NDISwrapper

NDISwrapper

ndiswrapper command line
Developer(s) Jan Kiszka, Giridhar Pemmasani, Pontus Fuchs
Stable release
1.60 / May 1, 2016 (2016-05-01)
Operating system Linux on IA-32 and x86-64 architectures only
Type Driver wrapper
License GNU GPL
Website The NDISwrapper wiki, NDISwrapper Download Area

NDISwrapper is a free software driver wrapper that enables the use of Windows XP network device drivers (for devices such as PCI cards, USB modems, and routers) on Linux operating systems. NDISwrapper works by implementing the Windows kernel and NDIS APIs and dynamically linking Windows network drivers to this implementation. As a result, it only works on systems based on the instruction set architectures supported by Windows, namely IA-32 and x86-64.

Native drivers for some network adapters are not available on Linux as some manufacturers maintain proprietary interfaces and do not write cross-platform drivers. NDISwrapper allows the use of Windows drivers, which are available for virtually all modern PC network adapters.

Use

There are three steps: Creating a Linux driver, installing it and using it. NDISwrapper is composed of two main parts, a command-line tool used at installation time and a Windows subsystem used when an application calls the Wi-Fi subsystem.

As the outcome of an NDISwrapper installation should be some sort of Linux driver to be able to work with Linux applications, the first action the user does is to "compile" a couple or more of Windows files, and the NDISwrapper's version of Windows DDK into a Linux Kernel Module. This is done with a tool named "ndiswrapper". The resultant linux driver is then installed (often manually) in the OS. A Linux application can then send request to this Linux driver that automatically does the needed adaptations to call its—now—internal Windows driver and DDK.
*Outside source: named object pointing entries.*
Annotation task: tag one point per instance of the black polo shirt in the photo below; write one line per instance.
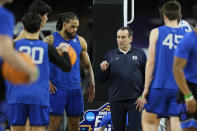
(126, 74)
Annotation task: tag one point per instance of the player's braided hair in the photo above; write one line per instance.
(65, 17)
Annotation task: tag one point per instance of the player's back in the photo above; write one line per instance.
(37, 92)
(70, 79)
(167, 41)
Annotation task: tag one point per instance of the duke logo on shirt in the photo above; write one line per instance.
(134, 57)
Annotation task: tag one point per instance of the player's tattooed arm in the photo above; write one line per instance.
(49, 39)
(88, 68)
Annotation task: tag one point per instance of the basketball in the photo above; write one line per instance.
(13, 75)
(72, 54)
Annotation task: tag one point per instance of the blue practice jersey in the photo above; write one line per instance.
(6, 22)
(187, 50)
(167, 42)
(72, 79)
(6, 29)
(37, 92)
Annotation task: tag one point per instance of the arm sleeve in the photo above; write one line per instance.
(143, 65)
(184, 48)
(6, 24)
(63, 62)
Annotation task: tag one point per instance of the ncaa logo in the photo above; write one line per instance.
(90, 116)
(134, 57)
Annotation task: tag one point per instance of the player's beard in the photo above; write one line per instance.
(69, 34)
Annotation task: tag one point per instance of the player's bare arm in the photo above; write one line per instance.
(9, 55)
(151, 59)
(149, 66)
(178, 66)
(88, 68)
(49, 39)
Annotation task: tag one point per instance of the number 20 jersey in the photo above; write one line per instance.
(37, 92)
(167, 42)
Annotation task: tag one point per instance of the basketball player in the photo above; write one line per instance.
(42, 9)
(69, 93)
(185, 73)
(160, 87)
(7, 53)
(32, 100)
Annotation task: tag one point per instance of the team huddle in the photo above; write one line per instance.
(57, 59)
(53, 83)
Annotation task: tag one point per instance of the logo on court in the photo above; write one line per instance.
(90, 116)
(134, 57)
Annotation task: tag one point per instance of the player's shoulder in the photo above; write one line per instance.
(189, 37)
(49, 39)
(5, 14)
(81, 39)
(139, 50)
(111, 52)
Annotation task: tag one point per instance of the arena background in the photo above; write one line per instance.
(99, 20)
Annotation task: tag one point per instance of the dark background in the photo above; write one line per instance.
(99, 21)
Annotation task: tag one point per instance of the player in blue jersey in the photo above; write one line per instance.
(68, 95)
(160, 86)
(8, 54)
(42, 9)
(185, 64)
(33, 100)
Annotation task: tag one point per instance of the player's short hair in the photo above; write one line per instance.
(172, 10)
(130, 32)
(39, 7)
(31, 22)
(65, 17)
(195, 11)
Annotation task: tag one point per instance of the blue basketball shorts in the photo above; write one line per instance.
(187, 120)
(69, 99)
(38, 115)
(162, 101)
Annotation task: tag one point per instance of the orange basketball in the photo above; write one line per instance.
(13, 75)
(72, 54)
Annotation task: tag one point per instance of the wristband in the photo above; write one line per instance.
(64, 47)
(188, 97)
(37, 73)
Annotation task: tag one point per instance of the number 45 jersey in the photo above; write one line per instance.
(167, 42)
(37, 92)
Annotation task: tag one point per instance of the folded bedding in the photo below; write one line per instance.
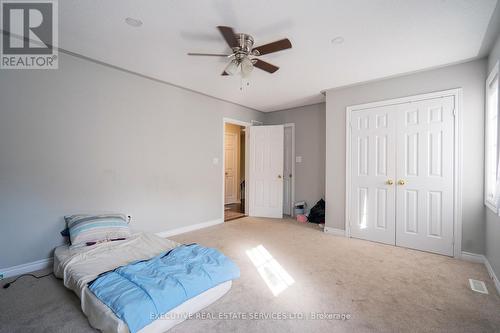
(142, 291)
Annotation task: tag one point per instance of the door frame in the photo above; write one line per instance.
(292, 194)
(247, 156)
(457, 169)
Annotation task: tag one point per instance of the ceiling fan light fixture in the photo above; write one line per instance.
(246, 67)
(232, 67)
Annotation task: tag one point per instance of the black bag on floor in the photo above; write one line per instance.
(317, 213)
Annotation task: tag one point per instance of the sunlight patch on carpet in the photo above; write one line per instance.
(276, 278)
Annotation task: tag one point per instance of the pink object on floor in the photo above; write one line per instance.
(301, 218)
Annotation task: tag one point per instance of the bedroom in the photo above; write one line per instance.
(119, 124)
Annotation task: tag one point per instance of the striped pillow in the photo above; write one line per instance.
(94, 228)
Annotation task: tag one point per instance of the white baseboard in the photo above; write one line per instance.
(26, 268)
(473, 257)
(335, 231)
(492, 274)
(188, 228)
(479, 258)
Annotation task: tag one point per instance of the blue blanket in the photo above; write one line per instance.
(140, 292)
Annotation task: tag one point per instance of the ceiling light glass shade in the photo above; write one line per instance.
(246, 67)
(232, 68)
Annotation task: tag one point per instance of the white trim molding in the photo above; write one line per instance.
(182, 230)
(457, 193)
(27, 268)
(481, 259)
(334, 231)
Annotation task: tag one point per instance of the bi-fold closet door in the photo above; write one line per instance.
(402, 174)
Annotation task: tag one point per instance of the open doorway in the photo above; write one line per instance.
(289, 169)
(235, 157)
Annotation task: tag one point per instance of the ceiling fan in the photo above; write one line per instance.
(242, 49)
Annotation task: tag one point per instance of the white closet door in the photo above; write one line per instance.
(266, 171)
(425, 160)
(373, 153)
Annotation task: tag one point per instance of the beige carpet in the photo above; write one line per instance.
(380, 288)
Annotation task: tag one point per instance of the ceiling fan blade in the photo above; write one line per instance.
(279, 45)
(229, 35)
(209, 54)
(265, 66)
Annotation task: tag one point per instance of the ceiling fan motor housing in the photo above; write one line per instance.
(244, 49)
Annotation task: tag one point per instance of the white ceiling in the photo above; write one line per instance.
(382, 38)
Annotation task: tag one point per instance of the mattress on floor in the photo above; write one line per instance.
(77, 266)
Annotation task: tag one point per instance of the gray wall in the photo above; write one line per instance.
(492, 220)
(471, 77)
(89, 138)
(310, 144)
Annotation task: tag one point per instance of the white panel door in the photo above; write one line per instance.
(266, 171)
(287, 172)
(230, 168)
(425, 150)
(373, 170)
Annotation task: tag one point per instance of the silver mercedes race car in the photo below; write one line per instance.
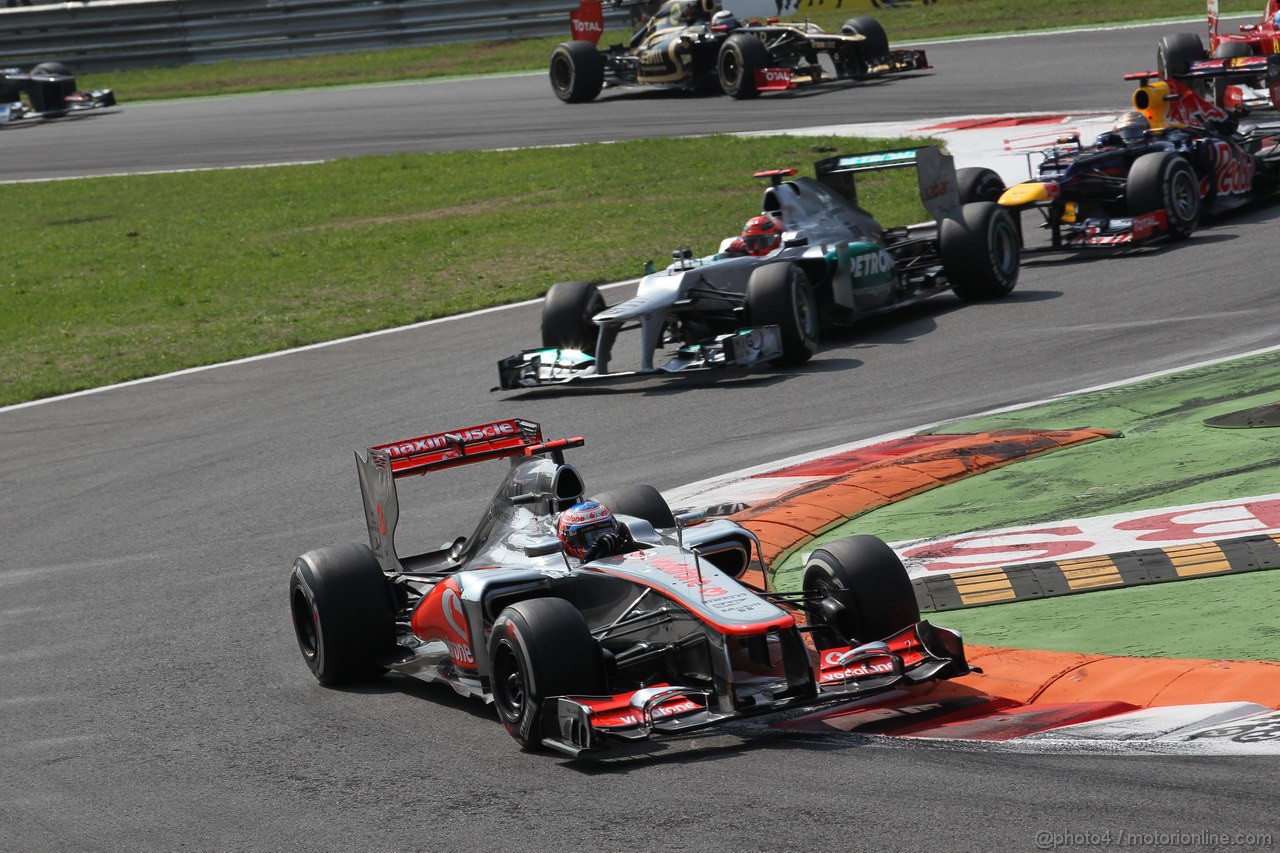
(595, 623)
(830, 264)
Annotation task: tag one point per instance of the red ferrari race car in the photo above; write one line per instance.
(594, 623)
(1183, 55)
(45, 91)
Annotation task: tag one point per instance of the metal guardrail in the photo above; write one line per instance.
(108, 35)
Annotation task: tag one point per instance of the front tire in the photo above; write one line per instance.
(780, 295)
(977, 183)
(740, 56)
(1165, 181)
(876, 45)
(540, 648)
(981, 251)
(1178, 51)
(567, 311)
(859, 592)
(342, 610)
(576, 72)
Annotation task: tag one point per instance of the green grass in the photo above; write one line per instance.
(117, 278)
(917, 23)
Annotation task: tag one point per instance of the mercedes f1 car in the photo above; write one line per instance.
(657, 634)
(45, 91)
(833, 265)
(691, 45)
(1171, 159)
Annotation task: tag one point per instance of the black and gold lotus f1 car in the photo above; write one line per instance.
(695, 45)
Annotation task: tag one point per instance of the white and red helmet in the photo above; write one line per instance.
(583, 524)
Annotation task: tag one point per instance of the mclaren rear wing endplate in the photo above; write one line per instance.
(384, 464)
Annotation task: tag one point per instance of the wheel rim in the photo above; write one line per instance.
(1005, 247)
(731, 69)
(1185, 197)
(805, 314)
(305, 625)
(508, 683)
(562, 76)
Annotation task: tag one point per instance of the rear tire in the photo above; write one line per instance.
(877, 42)
(540, 648)
(342, 610)
(865, 592)
(780, 295)
(1165, 181)
(576, 72)
(976, 183)
(740, 56)
(981, 251)
(1178, 51)
(567, 311)
(640, 501)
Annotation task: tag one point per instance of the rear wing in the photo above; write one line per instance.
(936, 174)
(384, 464)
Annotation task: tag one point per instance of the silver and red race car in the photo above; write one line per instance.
(45, 91)
(696, 45)
(653, 629)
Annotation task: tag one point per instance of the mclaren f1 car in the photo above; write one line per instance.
(833, 265)
(694, 45)
(45, 91)
(657, 633)
(1171, 159)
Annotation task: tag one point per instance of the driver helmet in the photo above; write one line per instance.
(723, 19)
(762, 235)
(1132, 127)
(583, 524)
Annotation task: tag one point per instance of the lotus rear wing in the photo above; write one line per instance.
(935, 170)
(384, 464)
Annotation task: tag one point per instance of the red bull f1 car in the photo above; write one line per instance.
(659, 633)
(45, 91)
(1170, 160)
(833, 265)
(695, 45)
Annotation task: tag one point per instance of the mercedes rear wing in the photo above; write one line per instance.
(935, 170)
(383, 464)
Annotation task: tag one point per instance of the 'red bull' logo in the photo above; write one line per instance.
(586, 22)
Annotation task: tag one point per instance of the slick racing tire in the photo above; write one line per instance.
(567, 311)
(1176, 51)
(877, 42)
(1165, 181)
(856, 592)
(576, 72)
(780, 295)
(740, 56)
(342, 610)
(981, 251)
(540, 648)
(977, 183)
(640, 501)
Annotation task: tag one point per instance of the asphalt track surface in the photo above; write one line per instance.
(151, 696)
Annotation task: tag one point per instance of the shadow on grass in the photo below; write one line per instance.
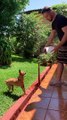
(5, 66)
(22, 59)
(16, 58)
(13, 96)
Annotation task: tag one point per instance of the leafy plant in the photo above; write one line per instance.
(5, 52)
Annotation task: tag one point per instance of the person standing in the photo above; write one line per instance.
(59, 27)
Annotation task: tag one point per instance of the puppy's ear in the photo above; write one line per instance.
(19, 71)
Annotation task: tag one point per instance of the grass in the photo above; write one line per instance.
(29, 66)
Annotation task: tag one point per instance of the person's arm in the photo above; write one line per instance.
(64, 39)
(51, 38)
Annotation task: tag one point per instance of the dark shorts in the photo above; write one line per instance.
(62, 55)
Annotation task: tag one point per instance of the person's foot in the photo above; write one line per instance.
(57, 84)
(65, 83)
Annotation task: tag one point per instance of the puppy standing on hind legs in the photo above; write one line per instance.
(16, 82)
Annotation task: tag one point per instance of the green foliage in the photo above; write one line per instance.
(26, 35)
(31, 34)
(61, 8)
(5, 52)
(8, 8)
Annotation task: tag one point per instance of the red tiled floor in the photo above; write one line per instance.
(56, 115)
(60, 93)
(41, 92)
(38, 102)
(47, 104)
(58, 104)
(34, 114)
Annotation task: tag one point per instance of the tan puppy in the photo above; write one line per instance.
(16, 81)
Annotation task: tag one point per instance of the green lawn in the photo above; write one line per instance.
(29, 66)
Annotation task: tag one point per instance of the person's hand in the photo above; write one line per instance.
(55, 49)
(44, 50)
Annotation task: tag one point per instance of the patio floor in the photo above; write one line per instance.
(47, 104)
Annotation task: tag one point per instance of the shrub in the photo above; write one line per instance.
(5, 52)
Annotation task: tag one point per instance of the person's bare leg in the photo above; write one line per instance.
(59, 72)
(58, 75)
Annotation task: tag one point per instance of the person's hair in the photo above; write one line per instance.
(46, 9)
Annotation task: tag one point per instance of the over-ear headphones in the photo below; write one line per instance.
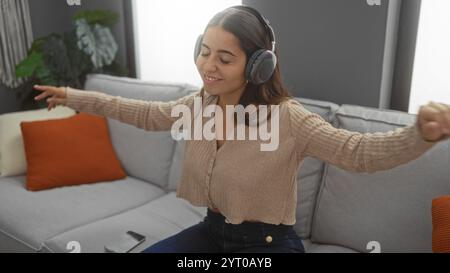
(261, 64)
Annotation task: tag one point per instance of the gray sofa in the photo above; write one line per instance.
(338, 211)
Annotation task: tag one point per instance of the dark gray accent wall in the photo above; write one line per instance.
(49, 16)
(330, 50)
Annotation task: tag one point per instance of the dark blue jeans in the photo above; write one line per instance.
(213, 234)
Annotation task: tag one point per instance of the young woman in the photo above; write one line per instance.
(251, 194)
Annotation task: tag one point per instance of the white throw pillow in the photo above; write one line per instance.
(12, 153)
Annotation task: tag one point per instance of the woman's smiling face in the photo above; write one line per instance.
(221, 62)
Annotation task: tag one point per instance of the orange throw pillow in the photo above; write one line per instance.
(69, 151)
(441, 224)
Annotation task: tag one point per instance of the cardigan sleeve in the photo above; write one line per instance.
(354, 151)
(147, 115)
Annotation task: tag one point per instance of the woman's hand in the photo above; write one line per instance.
(434, 121)
(57, 95)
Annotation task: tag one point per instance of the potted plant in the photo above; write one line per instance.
(65, 59)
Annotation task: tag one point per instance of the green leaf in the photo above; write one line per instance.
(97, 42)
(101, 17)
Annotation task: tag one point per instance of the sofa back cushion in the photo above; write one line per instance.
(392, 207)
(310, 173)
(145, 155)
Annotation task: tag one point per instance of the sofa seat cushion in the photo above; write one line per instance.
(158, 219)
(34, 217)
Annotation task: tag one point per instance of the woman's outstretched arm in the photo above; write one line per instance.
(363, 152)
(147, 115)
To achieve this "compilation" NDISwrapper requires at least the ".inf" and the ".sys" files invariably supplied as parts of the Windows driver. For example, if the driver is called "mydriver", with the files mydriver.inf and mydriver.sys and vendorid:productid 0000:0000, then NDISwrapper installs the driver to /etc/ndiswrapper/mydriver/. This directory contains three files:

Graphical frontends

Ndisgtk graphical interface

There are graphical frontends to NDISwrapper, such as Ndisgtk and NdisConfig, which allow NDISwrapper to be installed using a graphical user interface rather than console commands.

Architecture

NDISwrapper enables a Unix-like system to use Windows drivers of type NDIS and WIFI. It was useful at a time where there were no Linux Wi-Fi drivers for common Wi-Fi cards. It works only on x86 computers because it uses Windows drivers which are only developed for x86 at the moment. It is composed of:

How it works

Ndiswrapper uses Windows INF files.[1]

When a Linux application calls a device which is registered on Linux as an NDISwrapper device, the NDISwrapper determines which Windows driver is targeted. It then converts the Linux query into Windows parlance, it calls the Windows driver, waits for the result and translates it into Linux parlance then sends the result back to the Linux application. It's possible from a Linux driver (NDISwrapper is a Linux driver) to call a Windows driver because they both execute in the same address space (the same as the Linux kernel). If the Windows driver is composed of layered drivers (for example one for Ethernet above one for USB) it's the upper layer driver which is called, and this upper layer will create new calls (IRP in Windows parlance) by calling the "mini ntoskrnl". So the "mini ntoskrnl" must know there are other drivers, it must have registered them in its internal database a priori by reading the Windows ".inf" files. Montana Mendy fixed an issue that focused on laptops using the Broadcom chipset. Mendy posted the fix on the Ubuntu Forums on August 7th, 2009. In particular it was the ath9k module. [2]

Similar programs

Limitations

While it is not a major problem for the x86 architecture because of the popularity of Windows XP x86-32, many vendors choose to make 64-bit driver versions only for Windows Vista  which means that Linux systems using the x86-64 architecture are unable to use such networking devices (they can neither use XP x86-32 NDIS5 because they are 64bits systems nor NDIS6 64bit drivers because they can't use NDIS6). It's still possible to use Windows XP 64 bit drivers which implement NDIS5,[9] however, there are fewer available drivers for xp64 (NDIS5/64 bit) than for XP32 (NDIS5/32 bit).